Scura e cupa come nelle riprese che la caratterizzano, l’opera è ambientata nel contesto urbano di una Lisbona periferica e notturna, filmata nei suoi angoli più torbidi. La desolazione che si percepisce nelle immagini riflette totalmente quella dei personaggi, vittime impotenti di una realtà penosa e incontrovertibile costituita dalla grave crisi economico-sociale che ha colpito il Portogallo nel 2011, il cui peso li opprime schiacciandoli, fino ad esaurirne vitalità e speranza. Una speranza, che pur nella melma in cui si trova, risiede ancora nell’animo del protagonista, alimentata dall’amore per il figlio e dalla volontà di ricostruire la sua famiglia, ma che viene a poco a poco affievolita e privata dell’energia che la sostiene, fino a spegnersi.

Un’atmosfera asfittica e claustrofobia, nonostante la prevalenza di esterni, restituisce efficacemente l’ineluttabilità della condizione descritta, l’assenza di vie d’uscita, l’incapacità di elaborare strategie risolutive, data da una miseria sempre più profonda, equivalente a un vero e proprio buco nero che risucchia qualsiasi risorsa privando chi la vive dell’ossigeno necessario per sopravvivere.
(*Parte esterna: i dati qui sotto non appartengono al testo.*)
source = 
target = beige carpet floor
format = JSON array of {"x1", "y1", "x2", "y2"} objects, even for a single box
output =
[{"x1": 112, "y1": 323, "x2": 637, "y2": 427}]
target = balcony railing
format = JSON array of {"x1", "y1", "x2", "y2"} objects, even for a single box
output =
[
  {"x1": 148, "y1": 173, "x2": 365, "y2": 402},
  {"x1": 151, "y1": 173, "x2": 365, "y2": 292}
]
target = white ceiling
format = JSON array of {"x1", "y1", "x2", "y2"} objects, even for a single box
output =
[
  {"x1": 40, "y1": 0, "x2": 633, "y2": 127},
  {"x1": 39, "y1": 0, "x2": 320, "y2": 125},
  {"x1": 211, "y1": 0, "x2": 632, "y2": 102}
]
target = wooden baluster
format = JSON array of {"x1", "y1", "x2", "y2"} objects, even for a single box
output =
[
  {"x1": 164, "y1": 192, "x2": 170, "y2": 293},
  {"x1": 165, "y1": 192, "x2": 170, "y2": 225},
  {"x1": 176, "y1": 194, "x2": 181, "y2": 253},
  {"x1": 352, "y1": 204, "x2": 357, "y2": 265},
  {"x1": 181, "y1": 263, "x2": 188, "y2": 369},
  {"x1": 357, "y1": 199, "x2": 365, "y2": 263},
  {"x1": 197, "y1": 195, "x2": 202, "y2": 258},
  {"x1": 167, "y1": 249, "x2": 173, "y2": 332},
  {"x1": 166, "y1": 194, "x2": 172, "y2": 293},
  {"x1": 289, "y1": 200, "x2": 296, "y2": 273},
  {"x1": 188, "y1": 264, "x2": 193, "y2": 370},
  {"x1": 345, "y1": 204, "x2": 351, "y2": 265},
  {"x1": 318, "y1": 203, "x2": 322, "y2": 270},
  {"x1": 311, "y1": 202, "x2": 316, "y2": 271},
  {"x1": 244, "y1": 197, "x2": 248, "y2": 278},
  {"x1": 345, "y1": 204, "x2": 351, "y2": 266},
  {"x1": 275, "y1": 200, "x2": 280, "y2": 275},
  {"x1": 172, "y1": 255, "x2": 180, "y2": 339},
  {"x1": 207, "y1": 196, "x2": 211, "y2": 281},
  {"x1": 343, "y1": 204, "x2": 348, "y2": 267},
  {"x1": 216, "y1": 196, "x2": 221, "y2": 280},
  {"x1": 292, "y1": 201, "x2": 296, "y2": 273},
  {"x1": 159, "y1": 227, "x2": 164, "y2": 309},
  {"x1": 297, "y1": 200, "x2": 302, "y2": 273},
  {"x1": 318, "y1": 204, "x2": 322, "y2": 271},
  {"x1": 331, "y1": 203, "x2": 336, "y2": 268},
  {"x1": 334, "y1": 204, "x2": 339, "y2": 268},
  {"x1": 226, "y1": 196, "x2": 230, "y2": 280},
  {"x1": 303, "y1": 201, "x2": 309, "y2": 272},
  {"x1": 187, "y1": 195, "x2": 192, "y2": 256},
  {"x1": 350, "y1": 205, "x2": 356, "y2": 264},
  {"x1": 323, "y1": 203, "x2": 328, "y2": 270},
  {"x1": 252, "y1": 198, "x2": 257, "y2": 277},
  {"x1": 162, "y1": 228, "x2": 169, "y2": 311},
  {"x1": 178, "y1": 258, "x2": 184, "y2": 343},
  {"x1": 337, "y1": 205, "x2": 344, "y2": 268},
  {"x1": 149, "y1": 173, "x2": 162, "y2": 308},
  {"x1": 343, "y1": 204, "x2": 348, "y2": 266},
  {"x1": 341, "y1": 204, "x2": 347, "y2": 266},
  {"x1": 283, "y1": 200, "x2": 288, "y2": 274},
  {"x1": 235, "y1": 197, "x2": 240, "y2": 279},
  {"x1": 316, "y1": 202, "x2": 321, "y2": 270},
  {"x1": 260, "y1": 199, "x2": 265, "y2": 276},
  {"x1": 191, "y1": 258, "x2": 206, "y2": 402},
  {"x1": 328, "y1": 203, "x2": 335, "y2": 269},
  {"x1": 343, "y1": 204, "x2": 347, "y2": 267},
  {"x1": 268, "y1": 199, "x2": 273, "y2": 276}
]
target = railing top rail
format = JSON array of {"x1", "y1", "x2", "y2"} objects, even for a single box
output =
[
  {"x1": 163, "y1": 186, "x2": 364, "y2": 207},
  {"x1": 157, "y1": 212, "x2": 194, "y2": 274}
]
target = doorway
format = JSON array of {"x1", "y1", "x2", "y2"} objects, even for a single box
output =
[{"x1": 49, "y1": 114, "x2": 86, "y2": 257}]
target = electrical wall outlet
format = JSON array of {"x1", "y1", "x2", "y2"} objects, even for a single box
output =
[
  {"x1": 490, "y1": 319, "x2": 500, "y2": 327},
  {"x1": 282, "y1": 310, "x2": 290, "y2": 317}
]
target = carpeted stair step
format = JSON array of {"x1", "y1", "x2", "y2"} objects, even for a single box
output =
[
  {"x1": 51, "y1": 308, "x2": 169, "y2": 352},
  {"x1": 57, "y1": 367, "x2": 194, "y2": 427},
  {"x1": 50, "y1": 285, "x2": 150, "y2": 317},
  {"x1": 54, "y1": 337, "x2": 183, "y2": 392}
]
Notevole la prova attuariale di Nuno Lopez, principale interprete maschile della pellicola, che si era già distinto nel film d’esordio di Marco Martins, Alice (2005), in cui, anche allora, incarnava il ruolo di una padre disperato, in quel caso per lo smarrimento della sua bambina. Il tema della paternità vissuta in condizioni angoscianti e dolorose deve essere particolarmente caro al regista, che dimostra notevole sensibilità nel delineare le dinamiche relazionali, sia tra padre e figlio, le cui interazioni sono senza dubbio le più toccanti e intense, sia tra un uomo e una donna che, travolti da un ambiente ostile e impietoso, diventano distanti loro malgrado, ma non smettono mai di amarsi.

Molto bello il contrasto tra il contatto fisico estremamente affettivo e continuamente ricercato tra Jorge e il piccolo Nelson, che accetta sconsolato l’unica realtà che conosce, non senza evidente ed estrema sofferenza, complice il magnifico e incredibilmente espressivo bimbo dalla pelle scura che lo interpreta, e le fattezze grosse e goffe del corpo di un uomo apparentemente rude e minaccioso, con grossissime difficoltà comunicative.E non si arrende fino alla fine Jorge, ci prova strenuamente a stare a galla, annaspa, tenta in tutti modi di continuare a credere di poter salvare se stesso e la tua famiglia, nonostante la realtà sia troppo più forte di lui e non gli lasci scampo.

Marco Martins, così come in Alice, sceglie di incentrare la maggior parte del film sul personaggio principale, facendo grande affidamento sul suo primo interprete maschile e indovinando pienamente la scelta. Nuno Lopez viene rappresentato in ogni sua espressione e sfumatura, seguito serratamente dalla camera in ogni movimento e incontrato sapientemente nella sua efficacissima disperazione.

Insomma, il bilancio è decisamente positivo, nonostante la prevedibilità del corso che assumono gli eventi e la non particolare originalità del soggetto, l’ambientazione, l’espressività dei personaggi, la sensibilità dell’autore, compensano efficacemente le lievi mancanze, giungendo al risultato di un prodotto riuscito, caratterizzato da una drammaticità incisiva ma misurata.

Sao Jorge è un film di buona fattura, sincero, capace di affrontare un discorso ampio concernente una realtà non facile da rappresentare e non necessariamente appetibile per lo spettatore, attraverso la verità e l’autenticità dei vissuti di chi ne è parte integrante.